Dictionary entry details
Sense 1
Meaning:
A sculpture created by removing material (as wood or ivory or stone) in order to create a desired shape
Classified under:
Nouns denoting man-made objects
Hypernyms ("carving" is a kind of...):
sculpture (a three-dimensional work of plastic art)
Hyponyms (each of the following is a kind of "carving"):
cinquefoil (an ornamental carving consisting of five arcs arranged in a circle)
glyptic art; glyptography (carvings or engravings (especially on precious stones))
scrimshaw (a carving (or engraving) on whalebone, whale ivory, walrus tusk, etc., usually by American whalers)
vermiculation (a decoration consisting of wormlike carvings)
woodcarving (a carving created by carving wood)
Sense 2
Meaning:
Removing parts from hard material to create a desired pattern or shape
Classified under:
Nouns denoting acts or actions
Synonyms:
carving; cutting
Hypernyms ("carving" is a kind of...):
creating by removal (the act of creating by removing something)
Hyponyms (each of the following is a kind of "carving"):
petroglyph (a carving or line drawing on rock (especially one made by prehistoric people))
truncation (the replacement of an edge or solid angle (as in cutting a gemstone) by a plane (especially by a plane that is equally inclined to the adjacent faces))
Derivation:
carve (form by carving)
Sense 3
Meaning:
Creating figures or designs in three dimensions
Classified under:
Nouns denoting acts or actions
Synonyms:
carving; sculpture
Hypernyms ("carving" is a kind of...):
art; artistic creation; artistic production (the creation of beautiful or significant things)
beaux arts; fine arts (the study and creation of visual works of art)
Hyponyms (each of the following is a kind of "carving"):
modeling; modelling; molding; moulding (a preliminary sculpture in wax or clay from which a finished work can be copied)
Derivation:
carve (engrave or cut by chipping away at a surface)
Context examples
I have seen him smile in his quiet way because I had looked for the fourth time towards the carving squire.
(The White Company, by Sir Arthur Conan Doyle)
There was an old door in this playground, on which the boys had a custom of carving their names.
(David Copperfield, by Charles Dickens)
Not a speck escaped Aunt March's eye, and all the furniture had claw legs and much carving, which was never dusted to suit.
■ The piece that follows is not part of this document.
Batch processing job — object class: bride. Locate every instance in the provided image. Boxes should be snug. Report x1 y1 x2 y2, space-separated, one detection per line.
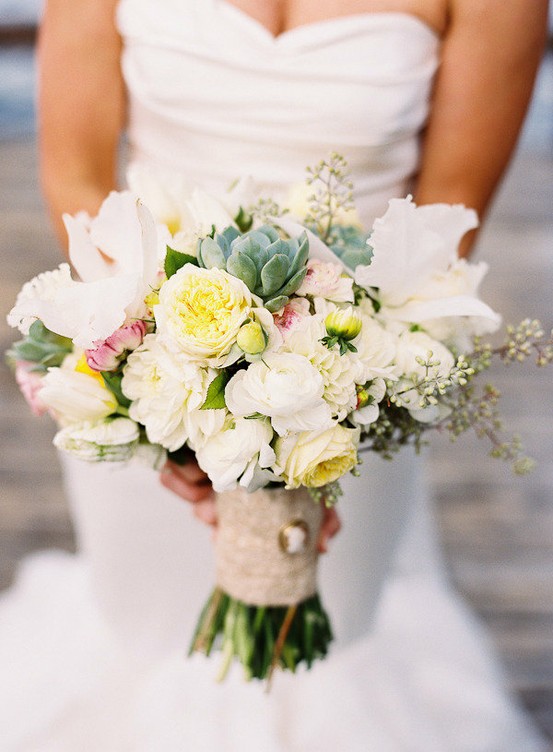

(Little Women, by Louisa May Alcott)
Most existing models that lay out the origin of Titan's lakes show liquid methane dissolving the moon's bedrock of ice and solid organic compounds, carving reservoirs that fill with the liquid.
(New Models Suggest Titan Lakes Are Explosion Craters, NASA)
But she was too busy in her mind, carving out a career for him that would at least be possible, to ask what the ultimate something was which he had hinted at.
(Martin Eden, by Jack London)
I could see even in the dim light that the stone was massively carved, but that the carving had been much worn by time and weather.
(Dracula, by Bram Stoker)
The young planet is carving a path through the primordial disc of gas and dust around the very young star PDS 70.
(First Confirmed Image of Newborn Planet, ESO)
Inside was a large room in which fifty workers were carving or moulding.
(The Return of Sherlock Holmes, by Sir Arthur Conan Doyle)
The fireplace, where she had expected the ample width and ponderous carving of former times, was contracted to a Rumford, with slabs of plain though handsome marble, and ornaments over it of the prettiest English china.
(Northanger Abbey, by Jane Austen)
The whole party rose accordingly, and under Mrs. Rushworth's guidance were shewn through a number of rooms, all lofty, and many large, and amply furnished in the taste of fifty years back, with shining floors, solid mahogany, rich damask, marble, gilding, and carving, each handsome in its way.